Start with "the prison system in the United States is a profit-making
industry." Well, yeah-- parts of it are. Except the parts that aren't. There
are both public and private prisons in the U.S. So already we start with a
half-truth.

Six corporations control virtual all American media"... except the parts they
don't control, like the web site you're reading right now, or local cable
access programs, and so on and so forth. Yeah, it sucks that there has been so
much consolidation in TV and print. But I think the News Corporation scandal
shows that the media are far from invincible.

Yeah, the FBI and CIA did a lot of questionable stuff, especially in the
1950s. But guess what? There really were a lot of Soviet spies in the country
at that time. Communism had a great appeal, especially since very little of
the truth about what was really happening in those countries was known in the
west. Even the Great Famine in China was pretty much unknown in the United
States. In an age before the internet, when all the Chinese newspapers were
censored, how would they know? How would they know about the bloody purges in
Russia either?

He mentions MKUltra. I'm surprised he didn't mention Tuskagee syphillis
experiment. Yep, these things happened. But they're hardly unknown, at least
to people who went to high school. A blog post titled "if everyone knew..."
discusses things that... everyone knows. Ooh, ooh. How about Watergate?
That'll embrass the Americans. Shouldn't we bring that one up too? After all,
_nobody_ knows about that one.

I'll skip the anti-Israeli stuff, since it's basically just yet another fact-
free polemic. What have we turned up that would be shocking "if everyone
knew..."? The fact that some guy on the Internet doesn't like Israeli. Wow,
man. That's like... shocking. Mind: blown.
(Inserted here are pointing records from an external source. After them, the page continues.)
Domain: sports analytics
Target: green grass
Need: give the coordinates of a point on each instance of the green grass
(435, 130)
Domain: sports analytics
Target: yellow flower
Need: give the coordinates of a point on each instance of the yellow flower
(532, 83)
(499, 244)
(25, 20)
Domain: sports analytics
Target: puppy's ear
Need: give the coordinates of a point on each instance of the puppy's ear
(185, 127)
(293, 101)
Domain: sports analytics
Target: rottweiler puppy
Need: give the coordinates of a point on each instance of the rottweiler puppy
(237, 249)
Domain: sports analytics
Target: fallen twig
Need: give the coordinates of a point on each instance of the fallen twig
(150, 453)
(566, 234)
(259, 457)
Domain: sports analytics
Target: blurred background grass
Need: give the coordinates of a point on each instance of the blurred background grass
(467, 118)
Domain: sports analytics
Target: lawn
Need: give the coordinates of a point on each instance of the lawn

The rest of it is the same kind of tripe. Mean-spirited anti-Americanism
masquerading as scholarly discourse. I love the "footnotes." Putting your "a
href=" in a giant block makes you more than just a blogger-- you're a Scholar,
Imparting Deep Knowledge. Even if most of it is wikipedia links and links to
newspaper editorials.

It's interesting that he takes aim at the Fed too. Usually that's the province
of far-right nutters. But what we have ourselves here is an equal-opportunity
kook. Joy.